We exchanged pleasantries, and then this younger version (today a Ph.D. and retired college professor) of Mrs. Holoman, expressed an interest in an Ivor reunion. The moment paused — and drifted back in time.
It is my understanding that Ivor, unlike Zuni, is incorporated and, as such, is a fixed place on the map. When I looked at the town limit signs just before the 2008 Centennial celebration, it appeared that fewer than a half dozen black residences ever existed in Ivor. Nit-picking?
I’ve written before of an expansive Route 460 corridor as a kind of loosely connected Southampton County community. It is a somewhat new concept. One that comes in on the wheels of an avalanche of cars and trucks (and newcomers both foreign and domestic.)
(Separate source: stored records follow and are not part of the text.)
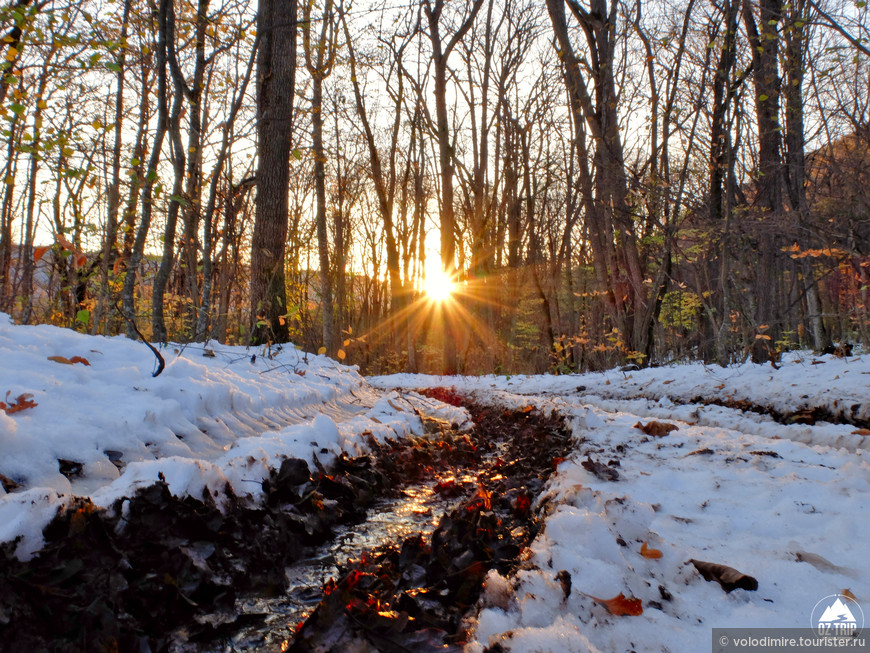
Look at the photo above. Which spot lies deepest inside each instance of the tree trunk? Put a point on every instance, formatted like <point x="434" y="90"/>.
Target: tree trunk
<point x="276" y="79"/>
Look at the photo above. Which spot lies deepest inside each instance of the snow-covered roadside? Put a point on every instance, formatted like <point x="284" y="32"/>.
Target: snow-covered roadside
<point x="217" y="415"/>
<point x="792" y="516"/>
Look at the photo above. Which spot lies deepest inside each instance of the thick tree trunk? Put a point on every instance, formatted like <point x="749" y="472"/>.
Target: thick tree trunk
<point x="276" y="78"/>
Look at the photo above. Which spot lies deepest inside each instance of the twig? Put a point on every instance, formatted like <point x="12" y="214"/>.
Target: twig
<point x="161" y="364"/>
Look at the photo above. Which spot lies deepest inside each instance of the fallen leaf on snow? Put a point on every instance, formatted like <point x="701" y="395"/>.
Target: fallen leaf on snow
<point x="600" y="470"/>
<point x="728" y="577"/>
<point x="621" y="605"/>
<point x="820" y="563"/>
<point x="69" y="361"/>
<point x="657" y="429"/>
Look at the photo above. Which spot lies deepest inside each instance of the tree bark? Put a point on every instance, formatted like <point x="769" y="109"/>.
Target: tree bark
<point x="276" y="79"/>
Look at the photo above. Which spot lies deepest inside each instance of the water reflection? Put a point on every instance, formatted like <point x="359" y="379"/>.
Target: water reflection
<point x="416" y="510"/>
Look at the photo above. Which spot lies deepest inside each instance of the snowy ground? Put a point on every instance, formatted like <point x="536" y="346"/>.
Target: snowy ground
<point x="216" y="415"/>
<point x="786" y="504"/>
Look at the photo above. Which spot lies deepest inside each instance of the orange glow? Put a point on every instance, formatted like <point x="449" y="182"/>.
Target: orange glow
<point x="438" y="286"/>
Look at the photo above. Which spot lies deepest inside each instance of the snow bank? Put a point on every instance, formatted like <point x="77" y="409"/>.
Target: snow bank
<point x="840" y="386"/>
<point x="218" y="416"/>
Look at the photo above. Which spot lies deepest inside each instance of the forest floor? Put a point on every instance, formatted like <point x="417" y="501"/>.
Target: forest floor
<point x="618" y="511"/>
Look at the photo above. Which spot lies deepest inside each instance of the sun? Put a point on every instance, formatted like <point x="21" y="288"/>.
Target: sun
<point x="438" y="285"/>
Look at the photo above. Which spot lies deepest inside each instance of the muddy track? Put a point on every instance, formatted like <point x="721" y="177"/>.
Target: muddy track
<point x="131" y="578"/>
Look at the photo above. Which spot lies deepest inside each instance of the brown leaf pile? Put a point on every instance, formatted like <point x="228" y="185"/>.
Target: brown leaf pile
<point x="656" y="429"/>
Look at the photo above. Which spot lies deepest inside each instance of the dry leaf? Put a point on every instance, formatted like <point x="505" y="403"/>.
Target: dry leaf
<point x="621" y="605"/>
<point x="22" y="402"/>
<point x="69" y="361"/>
<point x="39" y="252"/>
<point x="63" y="242"/>
<point x="728" y="577"/>
<point x="656" y="429"/>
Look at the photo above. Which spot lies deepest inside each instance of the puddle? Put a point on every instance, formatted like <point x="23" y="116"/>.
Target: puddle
<point x="417" y="509"/>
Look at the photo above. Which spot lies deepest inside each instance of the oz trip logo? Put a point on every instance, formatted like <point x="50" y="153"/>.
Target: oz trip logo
<point x="837" y="615"/>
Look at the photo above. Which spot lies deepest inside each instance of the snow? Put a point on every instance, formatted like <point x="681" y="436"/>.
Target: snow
<point x="784" y="503"/>
<point x="216" y="416"/>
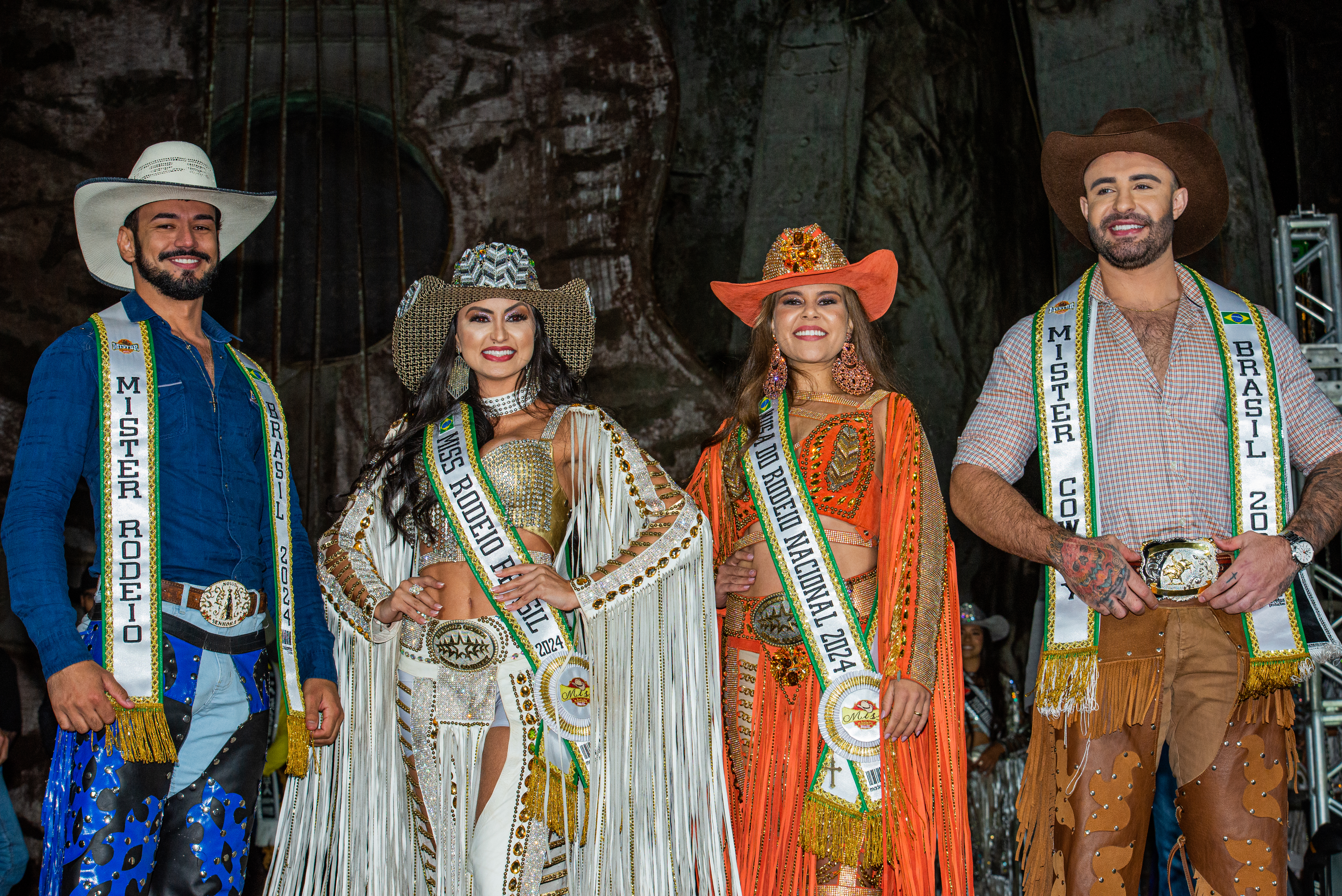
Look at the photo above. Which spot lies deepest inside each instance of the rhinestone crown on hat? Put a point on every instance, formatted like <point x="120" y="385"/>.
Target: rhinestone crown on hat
<point x="802" y="250"/>
<point x="969" y="614"/>
<point x="498" y="266"/>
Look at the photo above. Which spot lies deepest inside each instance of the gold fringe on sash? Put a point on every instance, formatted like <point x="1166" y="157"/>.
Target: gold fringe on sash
<point x="1266" y="677"/>
<point x="831" y="830"/>
<point x="1066" y="681"/>
<point x="141" y="734"/>
<point x="560" y="815"/>
<point x="1277" y="707"/>
<point x="300" y="742"/>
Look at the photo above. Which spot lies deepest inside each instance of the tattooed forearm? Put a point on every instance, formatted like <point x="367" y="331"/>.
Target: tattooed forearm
<point x="1320" y="514"/>
<point x="1094" y="569"/>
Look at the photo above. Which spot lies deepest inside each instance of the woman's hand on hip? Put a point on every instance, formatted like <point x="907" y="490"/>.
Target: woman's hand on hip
<point x="905" y="706"/>
<point x="735" y="577"/>
<point x="532" y="583"/>
<point x="412" y="599"/>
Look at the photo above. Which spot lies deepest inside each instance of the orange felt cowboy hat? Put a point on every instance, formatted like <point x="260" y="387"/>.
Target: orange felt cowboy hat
<point x="1187" y="149"/>
<point x="807" y="255"/>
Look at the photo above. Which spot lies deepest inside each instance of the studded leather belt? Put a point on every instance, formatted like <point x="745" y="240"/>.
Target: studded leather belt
<point x="223" y="604"/>
<point x="234" y="644"/>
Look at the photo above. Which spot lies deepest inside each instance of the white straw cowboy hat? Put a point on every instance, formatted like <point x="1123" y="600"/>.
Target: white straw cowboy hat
<point x="172" y="170"/>
<point x="488" y="272"/>
<point x="996" y="626"/>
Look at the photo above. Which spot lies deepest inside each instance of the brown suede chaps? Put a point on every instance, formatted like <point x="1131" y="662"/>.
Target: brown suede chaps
<point x="1169" y="677"/>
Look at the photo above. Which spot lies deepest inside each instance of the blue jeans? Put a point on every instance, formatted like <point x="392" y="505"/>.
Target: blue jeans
<point x="14" y="855"/>
<point x="1167" y="828"/>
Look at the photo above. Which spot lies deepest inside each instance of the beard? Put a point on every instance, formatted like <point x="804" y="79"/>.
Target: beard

On some level, you are wherever your mailing address says you are. Except that this didn’t square with (didn’t use to) the exclusionary notion of those who lived in these villages, officially or otherwise. My own mail comes via the Zuni post office across the Blackwater River in Isle of Wight County. The conflicting zip code is alternately a source of amusement and exasperation.
Both Ivor and Zuni have that “other side of the tracks” thing. But then, there was that whimsical, delusional, though precious sense of security in numbers.
Country boys like me, who lived off back roads and even off back paths and shared a common background with rural folk everywhere. Old folk stories, real and imagined, are traded from Maine to Florida.
I know exactly what Laverne means. I know that through the fifth grade she would walk the roundabout 460/railroad/dirt road route from her home, a half-mile up the road from Bracey’s Service Station to the Crumpler Crossing School. After its closing and for the remainder of grammar school, she was enrolled in the three-room school in “Ivor” (the language of proximity, convenience and common parlance.)
That trace of Ivor, a communal, indeed a family trait came with the fact of at least four grocery stores, a bank, the post office, a roadside boardwalk to elevate you out of the mud and just enough of that aimless wandering and loitering among friends, relatives and acquaintances to make a “Saturday afternoon.” Hey, just the walk there and back might suffice.
Now, let me tell you about Charles Hood… and for the last 25 years or so, the Rev. Charles Hood. He was the Hayden “big man” (6-foot-5 and numerous pounds,) taking over that role after the departure of “Wee” Willie Francis and Johnny Vaughn.
LeRoy Holloway called a couple of weeks ago to say that our old football buddy would be home from New Jersey and would preach this past Sunday at a Camptown church…[The spirit of the weekend, the convergence of old memories plays tricks on the mind. It seems that I can’t suppress this recurring vision of an inspired Mrs. Holoman snatching a cowering Charles from the pulpit and administering one of her own patented lectures.]
What a joyful, delightful fellow. A local football and basketball star, who stood and still stands very tall in Franklin. He came on the scene during the heyday of Wilt Chamberlain, Bill Russell and the flashy Elgin Baylor.
Though lacking the true elegance of the old full-court icon, the ever clowning, visionary Charles saw himself as Elgin Baylor. I’m sure that he will hear the name a few times while he is here.
He played center on our football team, the Hayden High School Wildcats. He is left with a crooked little finger, in testament to life in the pits.
I remember him in moments of big drives, breaking the huddle and charging up to the line: high stepping, threatening and pointing the way home. Welcome home, old buddy.
Yes, Southampton County was home, and away.
CLARENCE FOSTER is a resident of Southampton County and 1963 graduate of Hayden High School.